Lastly, the NFL’s attempt to claim its arrangements are exempt from antitrust scrutiny via the Sports Broadcasting Act of 1961 (SBA) didn’t have much suasion with Gutierrez.

The SBA insulates national TV deals for football, basketball, baseball and hockey leagues when the games are broadcast on free, over-the-air channels. Although the SBA doesn’t apply to games on DirecTV or any paid cable, satellite or streaming service, the NFL nonetheless sees it as applicable since its Sunday Ticket contract is connected to how it distributes games for free in local markets. The judge disagreed, reasoning the league’s “position taken to its logical conclusion would allow the NFL” to extend the SBA to paid telecasting, as well.

The fact that the NFL lost its motion of summary judgment doesn’t necessarily mean it will lose the case. The league can argue its system of broadcasts ought not to be disrupted given its immense popularity with fans and given that, in a world without the Sunday Ticket, some out-of-town fans might not be able to watch their teams play. From that lens, the NFL’s TV structure arguably enhances, not restricts, competition since it leads to more opportunities for fans to watch games.

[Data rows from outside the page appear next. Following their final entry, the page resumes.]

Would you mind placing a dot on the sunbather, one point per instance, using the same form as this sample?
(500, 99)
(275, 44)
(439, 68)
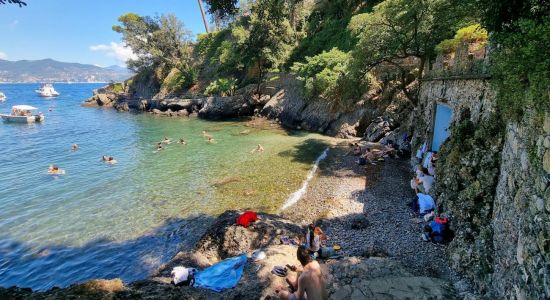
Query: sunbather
(309, 284)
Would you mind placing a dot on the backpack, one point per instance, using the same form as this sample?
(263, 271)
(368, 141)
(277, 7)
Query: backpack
(182, 276)
(438, 231)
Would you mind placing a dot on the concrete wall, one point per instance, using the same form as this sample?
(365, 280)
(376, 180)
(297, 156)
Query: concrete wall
(494, 182)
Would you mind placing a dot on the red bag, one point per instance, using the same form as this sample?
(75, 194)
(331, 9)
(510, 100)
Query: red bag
(247, 217)
(441, 220)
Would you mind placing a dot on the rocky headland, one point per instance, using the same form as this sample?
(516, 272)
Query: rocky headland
(280, 100)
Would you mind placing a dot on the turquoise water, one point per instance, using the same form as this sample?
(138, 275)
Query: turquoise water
(124, 220)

The NFL can attempt an appeal of Gutierrez’s order to the Ninth Circuit, but federal appellate courts usually decline to review a case until after the trial court enters a final judgment. The league probably wants to avoid a trial since it would mean its executives and other influential figures—including commissioner Roger Goodell and owners involved in media and broadcast deals—could be called to testify. Various media and broadcast contracts could be publicly observed in a trial, too. The NFL thus might now be more inclined to offer subscribers more attractive settlement terms.